About Dr. Adil Dhalla
Dr Adil Dhalla is Managing Director, Separation Technologies Applied Research and Translation (START) Centre, funded by Singapore’s National Research Foundation, is a national facility for bridging the gap between research innovations and commercial outcomes. The START Centre’s mandate involves scaling up industrially relevant advanced separation technologies and processes from the various Institutions of Higher Learning and Research Institutes in Singapore, evaluating their efficacy at pilot scale, and commercializing them with industrial partners. Currently in it’s second phase, the START Centre has also been selected to lead an effort to find cutting-edge technologies with the potential to lower the system cost of seawater desalination, translate as needed to higher Technology Readiness Levels, and set up and operate a demonstration scale Integrated Validation Plant for testing the same at scale.
Dr. Dhalla chairs the steering committee of SG MEM, Singapore’s Membrane Consortium. SG MEM functions as the umbrella organization coordinating innovation in the field of membranes across Institutions of Higher Learning, Research Institutes, and key Industry players, including polymer companies, membrane manufacturers, integrators, and systems level solution providers, as well as end users from pharma, food and beverage and refining.
He serves on the Water Technology Advisory Panel for PUB, Singapore’s national water agency, and Environment and Resources Standards Committee (ERSC), Singapore.
Dr Dhalla is also concurrently Chief Operating Officer and Deputy Executive Director, Nanyang Environmental and Water Research Institute (NEWRI) at Nanyang Technological University (NTU). Ranked among the world’s top water research organisations, NEWRI operates across the spectrum of Research, Innovation and Enterprise, providing a multi- and trans-disciplinary platform for some 250 researchers in the domains of Water, Waste, Wastewater, and the Energy-Water nexus.
Prior to his current roles, he was the Director of the GE Singapore Water Technology Center at NUS, from April 2010 to July 2015, where his role included leading GE’s technology efforts in Singapore, and liaising with regional government agencies and universities on collaborative efforts relating to technology development. He was also an Ombudsperson for GE Power and Water, ASEAN.

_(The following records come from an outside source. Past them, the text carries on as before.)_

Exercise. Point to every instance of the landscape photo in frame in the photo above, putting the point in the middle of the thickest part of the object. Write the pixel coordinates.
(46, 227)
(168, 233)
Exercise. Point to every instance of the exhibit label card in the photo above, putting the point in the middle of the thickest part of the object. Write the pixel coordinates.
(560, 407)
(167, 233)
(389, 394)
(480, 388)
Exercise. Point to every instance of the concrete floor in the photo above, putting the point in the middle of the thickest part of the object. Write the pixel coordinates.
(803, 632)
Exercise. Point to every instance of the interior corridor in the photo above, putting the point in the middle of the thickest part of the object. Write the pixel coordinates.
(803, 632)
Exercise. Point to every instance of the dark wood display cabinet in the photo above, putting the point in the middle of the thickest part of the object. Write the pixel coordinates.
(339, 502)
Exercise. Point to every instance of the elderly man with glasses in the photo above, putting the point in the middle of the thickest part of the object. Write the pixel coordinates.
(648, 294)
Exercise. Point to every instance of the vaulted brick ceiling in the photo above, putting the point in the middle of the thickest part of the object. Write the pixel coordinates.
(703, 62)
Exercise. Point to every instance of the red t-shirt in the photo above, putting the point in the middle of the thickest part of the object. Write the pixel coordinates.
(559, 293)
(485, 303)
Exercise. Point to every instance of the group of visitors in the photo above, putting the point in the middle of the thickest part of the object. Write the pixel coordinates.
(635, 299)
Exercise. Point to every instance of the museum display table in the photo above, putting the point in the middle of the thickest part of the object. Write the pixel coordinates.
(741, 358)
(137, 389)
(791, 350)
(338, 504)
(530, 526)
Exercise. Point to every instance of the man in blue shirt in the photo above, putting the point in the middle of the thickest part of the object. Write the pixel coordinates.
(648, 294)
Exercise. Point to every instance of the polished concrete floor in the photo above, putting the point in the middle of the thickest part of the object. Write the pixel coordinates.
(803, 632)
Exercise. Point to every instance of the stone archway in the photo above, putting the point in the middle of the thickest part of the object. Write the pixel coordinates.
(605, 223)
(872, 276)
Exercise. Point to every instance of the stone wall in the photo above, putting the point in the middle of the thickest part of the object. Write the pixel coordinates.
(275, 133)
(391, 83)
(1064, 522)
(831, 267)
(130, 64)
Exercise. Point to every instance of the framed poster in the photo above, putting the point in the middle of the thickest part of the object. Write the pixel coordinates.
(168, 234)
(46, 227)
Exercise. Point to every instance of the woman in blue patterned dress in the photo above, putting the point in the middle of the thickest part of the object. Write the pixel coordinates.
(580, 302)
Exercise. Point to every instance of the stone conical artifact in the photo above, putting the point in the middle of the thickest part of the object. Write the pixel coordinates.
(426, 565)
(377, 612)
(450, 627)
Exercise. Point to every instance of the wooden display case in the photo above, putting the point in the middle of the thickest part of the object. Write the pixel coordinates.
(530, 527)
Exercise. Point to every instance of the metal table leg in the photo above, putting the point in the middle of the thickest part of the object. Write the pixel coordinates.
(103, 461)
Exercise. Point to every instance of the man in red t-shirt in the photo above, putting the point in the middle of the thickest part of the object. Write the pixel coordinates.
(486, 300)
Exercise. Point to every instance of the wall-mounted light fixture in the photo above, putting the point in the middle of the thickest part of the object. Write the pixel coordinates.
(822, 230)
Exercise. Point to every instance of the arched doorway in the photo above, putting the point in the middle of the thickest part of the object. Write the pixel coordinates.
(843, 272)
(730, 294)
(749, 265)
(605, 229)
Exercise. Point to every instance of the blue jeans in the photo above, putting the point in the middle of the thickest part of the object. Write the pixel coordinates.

Before coming to Singapore, he was the Technical Director of the Polymer Science and Technology team, and earlier the Chemistry and Characterization team, at GE’s John F. Welch Technology Center in Bangalore, India. Since joining GE in 2000, he established and led technical centers of excellence in chemistry, materials and process technologies.
After completing his five-year integrated master’s degree in chemistry from the Indian Institute of Technology, Bombay, India, he earned a doctorate in chemistry from Cornell University in Ithaca, N.Y. Following a post-doctoral stint at Penn State University, he was a research fellow at the Bristol-Myers Squibb PRI in Princeton, N.J., and a senior manager in the research and technology division of Ciba Specialty Chemicals in Mumbai, India.
With industrial experience spanning twenty nine years, including twenty five years in management roles, his key areas of professional expertise include the leadership and operational management of large, multifunctional teams, strategic planning, R&D in product/process development and commercialization. He has co-authored more than 20 issued patents (US and EP), more than 30 GE internal reports and several publications in peer-reviewed international journals.